Later, we get another parallel to the sports world then and now, when he talks about some ways to address what he describes as a power imbalance:
Second, the general partners who are the active leaders of VC firms should engage with their limited partners (the institutional investors who put up the capital) about the trade-offs between ethical issues, heightened agency risk, expected returns, and the amount of power and control they are ceding to founders. Do the LPs expect firms to invest in unicorns despite concern over the treatment of employees, a lack of diversity, or questionable behavior toward regulators and other authorities? Is it acceptable for a VC to say, “We think this will be a great, valuable company, but we’re going to pass on investing because of concern over these issues”?
The parallel might not be very clear here, but let’s apply this to sports.
Imagine a player who was drafted with a very high pick is now a free agent. He has had some good years and development, but nothing close to what you expect out of someone drafted that high or with the upside he was thought to have. It’s more like what you would expect of someone drafted late in the first round. Basically, he’s shown that he can be a good player, but hardly a franchise player, though he also looks like he has untapped upside.
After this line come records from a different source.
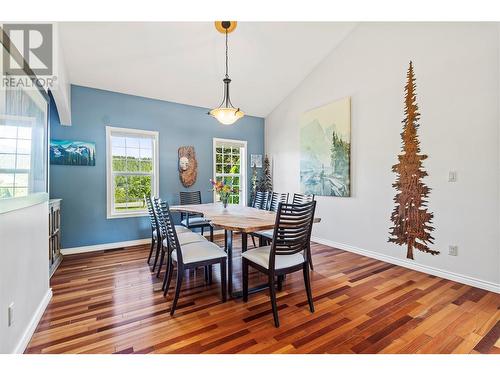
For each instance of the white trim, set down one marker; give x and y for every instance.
(110, 213)
(28, 333)
(472, 281)
(243, 165)
(104, 246)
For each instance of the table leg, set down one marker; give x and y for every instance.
(244, 242)
(229, 250)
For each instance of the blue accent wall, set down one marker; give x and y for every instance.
(83, 189)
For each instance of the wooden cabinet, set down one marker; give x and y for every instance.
(55, 256)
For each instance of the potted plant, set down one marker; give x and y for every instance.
(223, 190)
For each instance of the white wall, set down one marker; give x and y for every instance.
(457, 72)
(24, 273)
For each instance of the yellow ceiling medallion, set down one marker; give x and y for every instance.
(222, 26)
(226, 113)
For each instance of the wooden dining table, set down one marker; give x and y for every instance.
(233, 219)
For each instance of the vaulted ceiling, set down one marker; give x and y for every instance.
(183, 62)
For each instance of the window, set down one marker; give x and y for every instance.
(230, 167)
(132, 170)
(23, 142)
(15, 160)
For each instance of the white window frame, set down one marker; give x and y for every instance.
(111, 213)
(243, 166)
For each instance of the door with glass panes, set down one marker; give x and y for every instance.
(229, 167)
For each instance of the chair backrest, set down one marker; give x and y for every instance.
(302, 198)
(167, 227)
(260, 200)
(190, 197)
(151, 212)
(292, 231)
(276, 199)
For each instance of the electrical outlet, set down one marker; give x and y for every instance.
(452, 176)
(11, 314)
(453, 250)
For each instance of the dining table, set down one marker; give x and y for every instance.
(233, 219)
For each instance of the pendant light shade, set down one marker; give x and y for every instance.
(226, 116)
(226, 113)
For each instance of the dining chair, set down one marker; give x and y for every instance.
(302, 198)
(260, 200)
(157, 236)
(188, 256)
(266, 236)
(154, 226)
(276, 199)
(287, 253)
(194, 221)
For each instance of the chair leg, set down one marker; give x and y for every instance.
(151, 250)
(168, 278)
(158, 246)
(307, 282)
(280, 282)
(272, 294)
(209, 269)
(223, 278)
(178, 285)
(244, 266)
(310, 257)
(162, 258)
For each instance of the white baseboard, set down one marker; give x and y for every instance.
(472, 281)
(114, 245)
(104, 246)
(28, 333)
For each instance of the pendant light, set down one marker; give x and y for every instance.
(226, 113)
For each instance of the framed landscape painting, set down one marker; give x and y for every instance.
(72, 153)
(325, 150)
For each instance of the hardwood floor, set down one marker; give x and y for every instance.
(108, 302)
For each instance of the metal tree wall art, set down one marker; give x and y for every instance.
(188, 166)
(411, 218)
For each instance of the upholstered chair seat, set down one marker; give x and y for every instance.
(260, 256)
(199, 251)
(185, 238)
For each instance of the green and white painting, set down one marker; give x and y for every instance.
(325, 149)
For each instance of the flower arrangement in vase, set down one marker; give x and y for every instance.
(224, 190)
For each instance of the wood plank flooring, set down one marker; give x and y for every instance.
(108, 302)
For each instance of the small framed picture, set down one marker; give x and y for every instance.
(256, 160)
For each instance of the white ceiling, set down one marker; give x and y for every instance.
(183, 62)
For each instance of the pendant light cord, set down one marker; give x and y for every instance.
(227, 76)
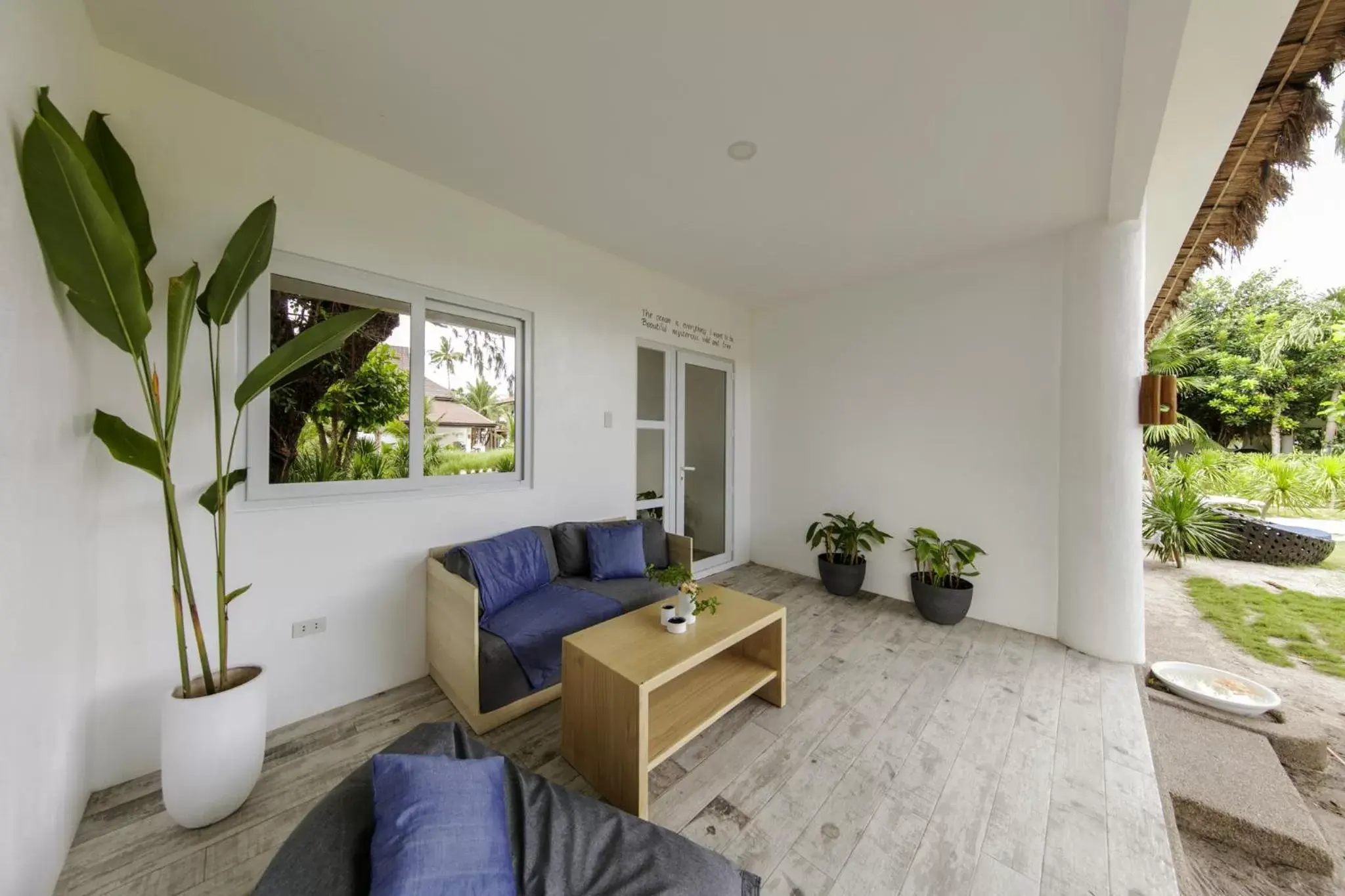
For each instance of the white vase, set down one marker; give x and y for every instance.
(686, 606)
(211, 748)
Imagine, as well, that team after team decides not to sign him to a big contract – a “max deal” in the NBA, or to, say, a six- or seven-year deal in baseball at an average of about $20 million a year, or similar in football.
And now come back to reality. Such a player is sure to get that kind of deal – from someone. There will be a team to take a chance on that player at a high price.
Similarly, an elite player with off-field concerns will still get a big deal, unless those off-field issues surface far too often. It may not be with a team one imagines, or who the player likes, but that deal is almost certain to come.
Considering pro sports is a big business, it makes sense that there would be some parallels. Oftentimes, casual fans only notice the business aspect of sports tangentially, like when a player is traded or not re-signed for reasons they can’t understand. They understand the competitive aspect, but not the other workings.
This is not an exact comparison, to be sure. Athletes who haven’t tapped into their full potential, or whose potential was perhaps overestimated, are a little different than companies that some areas for concern if they try to grow. However, it’s all about a risk assessment, and it may be a question of whether or not to pull the trigger or to do so at a certain cost/valuation.
This is an interesting subject, and anyone who has been paying attention has noticed that a lot of companies are waiting longer to go public, if they ever do that. When you’re able to raise the kind of money for big valuations without the public market, there’s not much incentive to do an IPO. That seems to go right along with founders staying longer; oftentimes, going public is one of the last steps for founders, because so many would rather start another company or help another at an early stage that stay on to run a public company. Certainly, the requirements of Sarbanes-Oxley could be a factor, but given the valuations of companies that in the past might have gone public earlier, if at all, it may only be a small factor for many of them.
For me, though, the parallels to sports were the first takeaway, and they started a good article in a pretty good issue of the magazine to boot.